Saturday, November 9, 2013

A Bit Flip That Killed?

During my bitsquatting research I was amazed how many critical RAM chips in a typical PC lack error correcting memory.

It turns out that ECC is missing from an even more critical device: cars.

Details from the recent Toyota civil settlement show that the drive-by-wire control of Toyota cars was lacking error detection and correcting RAM.

Although the investigation focused almost entirely on software, there is at least one HW factor: Toyota claimed the 2005 Camry's main CPU had error detecting and correcting (EDAC) RAM. It didn't. EDAC, or at least parity RAM, is relatively easy and low-cost insurance for safety-critical systems.

I can't fathom why that would ever be the case. The amount of RAM required is relatively small, and the extra cost is inconsequential to the total cost of a car.
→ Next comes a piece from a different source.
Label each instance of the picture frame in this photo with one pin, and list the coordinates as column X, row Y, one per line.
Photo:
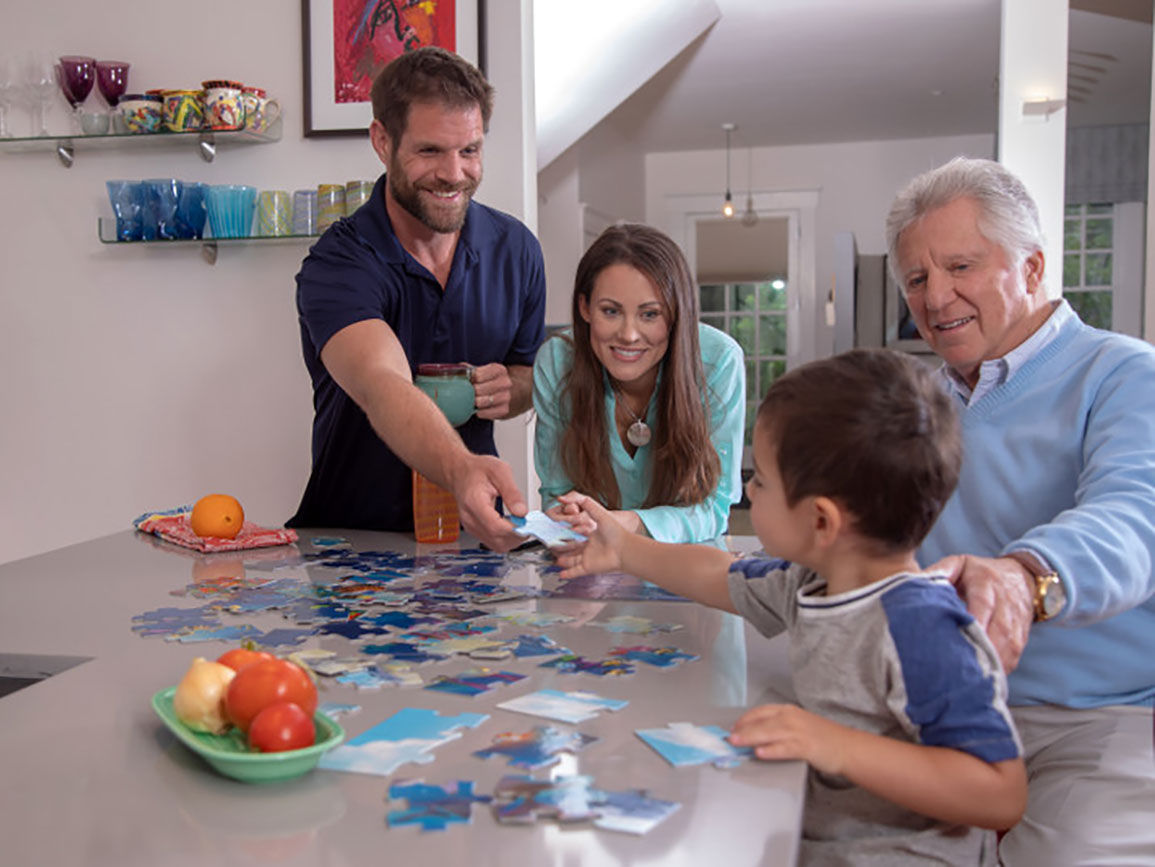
column 322, row 114
column 900, row 331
Oh, and the software runs next to a car engine.

"We've demonstrated how as little as a single bit flip can cause the driver to lose control of the engine speed in real cars due to software malfunction that is not reliably detected by any fail-safe," Michael Barr, CTO and co-founder of Barr Group, told us in an exclusive interview. Barr served as an expert witness in this case.

Drive-by-wire systems aren't the only critical control systems susceptible to bit-errors. There is some speculation that a bit-error caused a sudden altitude drop in a Qantas A330. Amazingly, airplane software systems did not have to consider single or multiple bit errors until 2010 (see page 222) to achieve certification.